What has happened, particularly in the last five or six years, is the nature of companies has meaningfully changed. Every single asset is in some form of impairment. It is either fundamentally, obviously impaired, or it is being impaired unbeknownst to you, the holder of that asset, by some other technology that you do not know about.

If you believe that we venture the world of this dynamism, where the creative destruction of companies and things and technologies is so fast, then things like Excel are necessary, but they’re not sufficient to understand how the world works. A lot of what we do at Social Capital is to explore what comes after Excel. What is the next wave of investing?

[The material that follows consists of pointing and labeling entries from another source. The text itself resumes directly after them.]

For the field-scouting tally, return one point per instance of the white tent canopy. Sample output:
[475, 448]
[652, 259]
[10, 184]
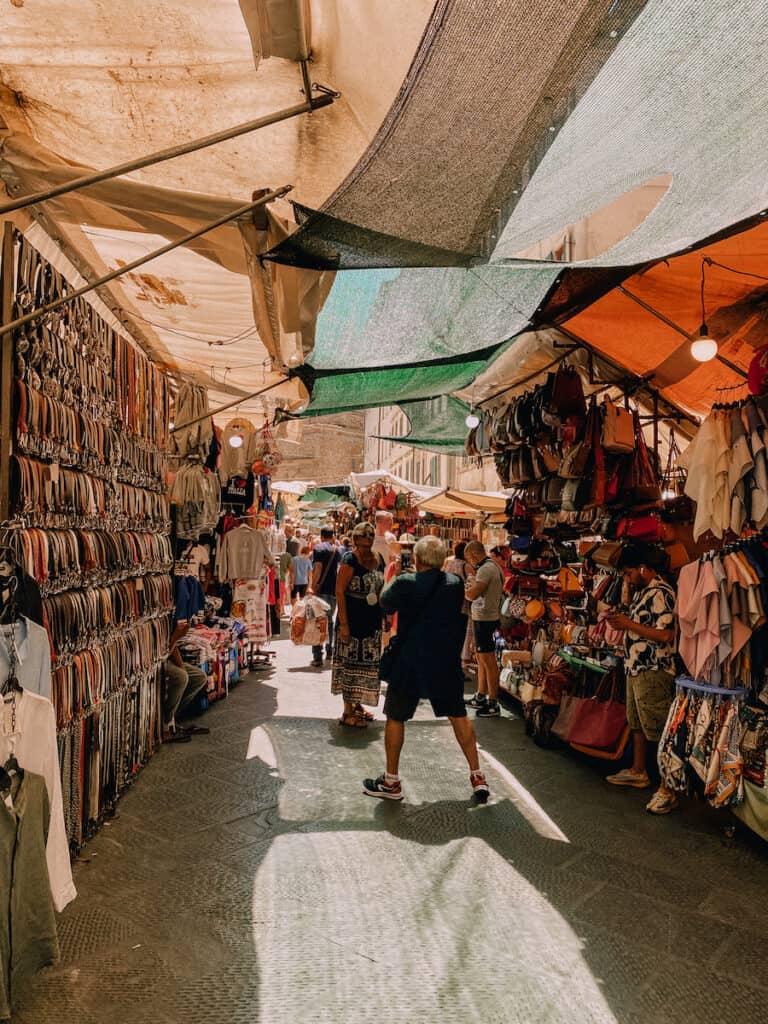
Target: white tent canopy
[96, 84]
[452, 502]
[363, 480]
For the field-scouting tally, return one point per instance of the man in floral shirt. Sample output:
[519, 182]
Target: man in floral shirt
[649, 665]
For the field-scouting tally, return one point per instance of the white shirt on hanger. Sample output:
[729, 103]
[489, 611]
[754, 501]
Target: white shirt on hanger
[34, 744]
[33, 651]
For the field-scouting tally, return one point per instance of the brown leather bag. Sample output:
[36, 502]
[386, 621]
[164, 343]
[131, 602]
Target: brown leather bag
[619, 429]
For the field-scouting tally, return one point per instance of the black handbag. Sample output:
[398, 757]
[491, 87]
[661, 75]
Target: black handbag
[392, 653]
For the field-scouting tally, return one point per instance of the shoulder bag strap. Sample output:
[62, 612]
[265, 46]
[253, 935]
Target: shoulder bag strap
[334, 557]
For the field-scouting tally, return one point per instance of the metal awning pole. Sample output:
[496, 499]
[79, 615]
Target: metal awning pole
[230, 404]
[114, 274]
[324, 99]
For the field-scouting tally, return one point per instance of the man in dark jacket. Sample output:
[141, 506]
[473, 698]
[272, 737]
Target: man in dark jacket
[431, 629]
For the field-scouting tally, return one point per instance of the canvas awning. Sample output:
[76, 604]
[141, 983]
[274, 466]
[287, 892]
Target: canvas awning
[97, 84]
[451, 502]
[363, 480]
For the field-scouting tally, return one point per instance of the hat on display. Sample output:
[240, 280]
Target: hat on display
[535, 610]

Our view of the third wave is that at Facebook, a lot of what my team and I did was creating an infrastructure to collect enormous amounts of data. In the case of Facebook, it was user data. What we would do was model you—all of you—psychologically. It would allow us to get you to do what we needed you to do—click on an ad, share a story, watch another newsfeed clip. All of you have been subject to those behaviors, and you do it, and you think to yourself, “Wow, I’m in complete control.” Probably not as much as you think, it turns out, because everybody becomes predictive with enough data and information, especially if you can apply machine learning and data science to it.

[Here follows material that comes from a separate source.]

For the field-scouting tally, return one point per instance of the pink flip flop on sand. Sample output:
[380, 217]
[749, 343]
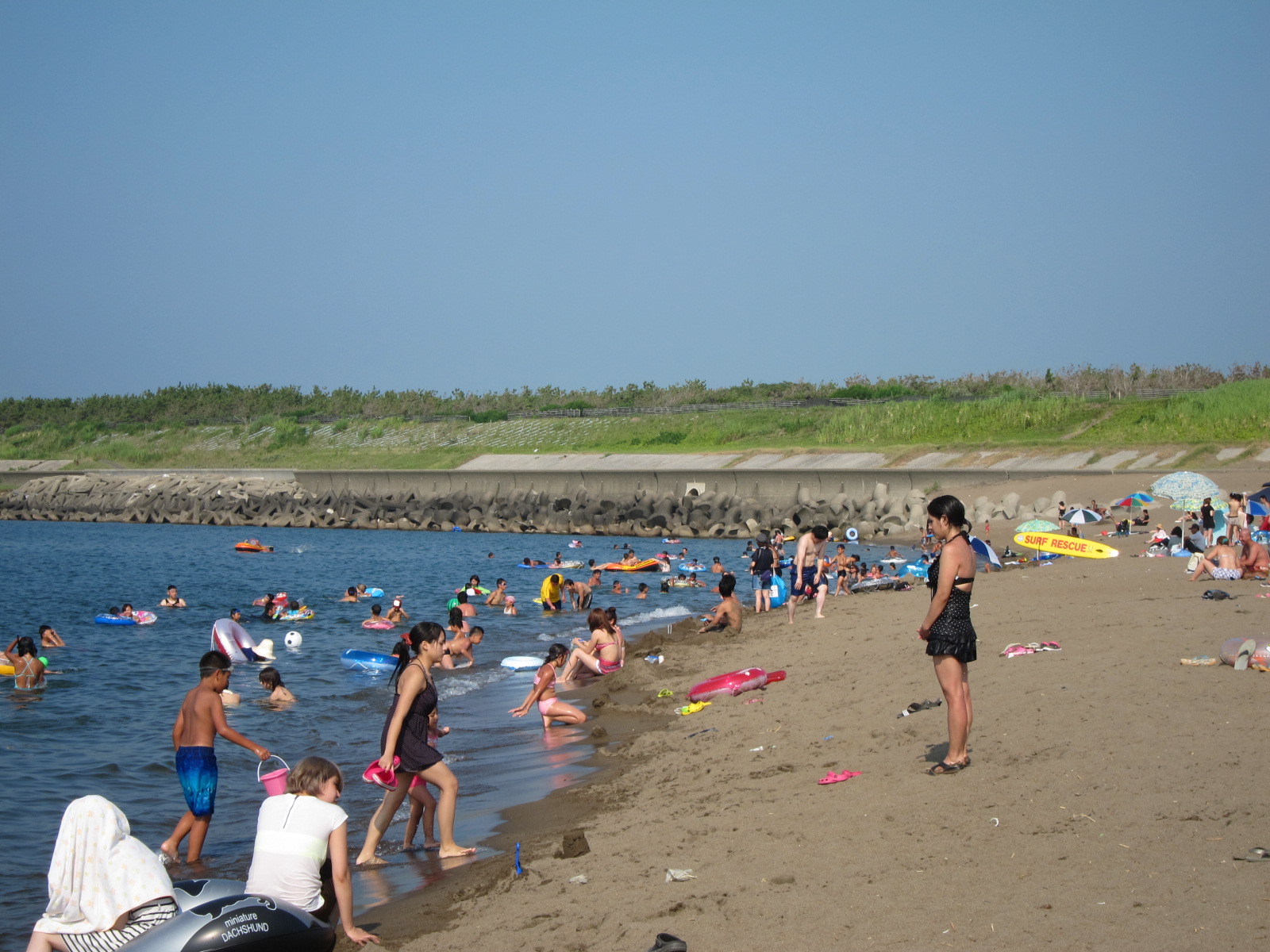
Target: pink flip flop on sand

We’ve asked the question; what if you apply that to the understanding of businesses? Instead of looking at lagging indicators like gap financials, start to look at the leading indicators of business quality. The only way you can get to those leading indicators is by being so joined at the hip with a company that they give you access to their operational data. That operational data could mean a transactional database, it could mean user databases, it could mean click streams, it could mean event logs. Who knows? And then you take it and you learn. What you’re trying to look for are signals that are predictive over time about how the company can and will perform. Eventually the gap financials catch up. My organization is about exploring that new frontier of decision-making. For example, Renaissance and Two Sigma would say they do some version of that, top-down. Effectively, let’s take some principles of Brownian motion, apply it to highly liquid contracts, lever it up, and trade frequently and violently. We take the opposite view, which is to partner with companies deeply, get access to their operational data, learn with them, and help them. As we understand their business, we do more with them. That’s why we’ve been relentless about adding different tiers of the capital structure to our toolkit, because with most other organizations—for example like Blackstone, a fantastic organization—every single sleeve of capital that they run is a strategy.

From our perspective, all of those are tactics. The strategy is built around data accumulation and deep knowledge. That strategy is born by hiring massive amounts of machine-learning folks and data scientists and product managers and engineers, individuals who would otherwise be at the periphery of an investment organization, or at the center of mine.